I mostly see our approach as truly impactful as we’ve basically created a financing mechanism for historic e-waste collection in countries that lack waste management infrastructure (and there’s a lot of historical waste – as well as that type of countries). We’re now reaching the scale that One for One will fund Africa’s first facility that can turn electronic waste into metals. Next to that, I’m very excited to see One for One serving as an entry point into ‘circularity for tech’. The service is no final solution by any means, but I’m seeing the service’s customer engagement and tangible results boosting the positivity and frankly the legitimacy of the (often a bit abstract) circular roadmap/strategy of our customers."

Looking back on Closing the Loop’s journey, which moments or achievements make you particularly proud, and how do you see the circular economy developing over the next ten years?

"I’m very excited by the diverse and extremely skilled group of people working at Closing the Loop. They keep improving what my co-founder and I wanted to create when we introduced One for One: truly combining business value with positive impact. What makes me proud is that we’re going beyond ‘selling a green service to green people/brands’.
Even though I love to work with likeminded sustainability professionals on African impact and ambitious plans and projects for global waste reduction, I am a lot more proud of our collaborations with folks working on customer experience, branding, sales, MarCom and finance. I see it as our main goal to improve the appeal and relevance of ‘closed loop tech consumption’ as the topic is unfortunately currently interesting to just 5-25% (depending on your market) of customers. I find it extremely motivating to create success - or even just interest - outside our bubble. But that does mean that we have to change the way we talk about green and move it away from the negative lenses of compliance, legislation and responsibility that dominated the topic in the last 15 years. Excitingly, the best work we’ve done combined the best of two worlds: the commercial world that is unparalleled in its customer-centricity, engagement, storytelling and creative innovation and the circular world that leads to results everyone benefits from."

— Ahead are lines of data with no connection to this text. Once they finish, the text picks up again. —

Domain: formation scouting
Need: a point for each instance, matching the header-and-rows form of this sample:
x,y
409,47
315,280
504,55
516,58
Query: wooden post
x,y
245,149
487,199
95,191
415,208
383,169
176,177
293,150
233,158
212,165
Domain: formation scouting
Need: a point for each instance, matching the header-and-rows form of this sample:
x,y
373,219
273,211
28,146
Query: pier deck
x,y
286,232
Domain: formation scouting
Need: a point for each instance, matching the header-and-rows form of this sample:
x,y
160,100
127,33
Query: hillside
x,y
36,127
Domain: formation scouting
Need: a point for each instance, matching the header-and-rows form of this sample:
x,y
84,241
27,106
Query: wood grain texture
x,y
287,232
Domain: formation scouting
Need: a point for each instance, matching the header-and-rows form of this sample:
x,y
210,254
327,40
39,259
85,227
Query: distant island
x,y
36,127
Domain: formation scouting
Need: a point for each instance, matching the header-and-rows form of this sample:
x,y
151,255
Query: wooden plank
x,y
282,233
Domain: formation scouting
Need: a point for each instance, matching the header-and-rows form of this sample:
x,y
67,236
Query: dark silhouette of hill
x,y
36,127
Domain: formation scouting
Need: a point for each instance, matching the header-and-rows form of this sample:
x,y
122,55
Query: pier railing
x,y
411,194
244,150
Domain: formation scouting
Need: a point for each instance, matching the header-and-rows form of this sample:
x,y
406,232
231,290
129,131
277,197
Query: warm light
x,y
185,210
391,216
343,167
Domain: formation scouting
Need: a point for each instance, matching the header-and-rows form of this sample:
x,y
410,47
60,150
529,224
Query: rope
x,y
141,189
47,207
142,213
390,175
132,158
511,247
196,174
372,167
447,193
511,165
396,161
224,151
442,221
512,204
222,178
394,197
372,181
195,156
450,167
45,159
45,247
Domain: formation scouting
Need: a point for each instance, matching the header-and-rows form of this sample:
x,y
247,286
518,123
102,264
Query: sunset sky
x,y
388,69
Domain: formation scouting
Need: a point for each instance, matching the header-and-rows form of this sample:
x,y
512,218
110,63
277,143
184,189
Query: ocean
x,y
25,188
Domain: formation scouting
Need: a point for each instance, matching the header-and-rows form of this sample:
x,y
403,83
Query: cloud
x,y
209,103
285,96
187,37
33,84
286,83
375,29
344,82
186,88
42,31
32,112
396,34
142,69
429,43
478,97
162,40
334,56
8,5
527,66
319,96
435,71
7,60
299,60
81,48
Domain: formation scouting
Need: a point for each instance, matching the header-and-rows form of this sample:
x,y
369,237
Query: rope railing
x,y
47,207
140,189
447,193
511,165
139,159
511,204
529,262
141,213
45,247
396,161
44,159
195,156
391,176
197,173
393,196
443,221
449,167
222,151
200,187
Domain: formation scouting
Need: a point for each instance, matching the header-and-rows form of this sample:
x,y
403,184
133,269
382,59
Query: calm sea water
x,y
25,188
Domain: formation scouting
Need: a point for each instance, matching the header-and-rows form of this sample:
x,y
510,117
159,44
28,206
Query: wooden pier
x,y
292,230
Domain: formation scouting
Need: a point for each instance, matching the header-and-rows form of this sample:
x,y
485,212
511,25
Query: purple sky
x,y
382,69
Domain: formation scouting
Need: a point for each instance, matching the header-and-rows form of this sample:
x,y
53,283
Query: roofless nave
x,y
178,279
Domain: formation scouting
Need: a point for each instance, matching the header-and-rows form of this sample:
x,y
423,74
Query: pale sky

circulee and Closing the Loop share similar goals in the circular economy. Which insights or principles from your work would you pass on to other companies like circulee that are also driving sustainable IT solutions?

"Learn as much as you can from the commercial (often linear) world and apply those lessons and best practices to your business. I often see circular innovators battling the market - or the incumbents. Although that delivers a great ‘hero feeling’ and might sounds like the right thing to do, it is also highly likely you will lose or at least keep you small. I like to look at the market not as bad, but as indifferent or dumb. Which for me means that the market (capitalism or what name you want to give it) can also be used to create positive results. I just believe that the way to go about is not to inform/educate everyone of the problems, risks etc that we are facing if we do not change our behavior (or change society). I think we need to do it the same way as the commercial guys engage with their customers. Meaning: seduce consumers, build the coolest brands and stories, deliver on actual consumer needs (however simplistic they sometimes may be, such as “I want to be cooler than my neighbor”). Being rational, or offering the most efficient and easiest to use propositions is not going to cut it. We have to become masters of the market and create demand."
Thank you, Joost, for your time, your openness, and for the work you’ve been driving since 2012 to turn circularity into real, measurable impact.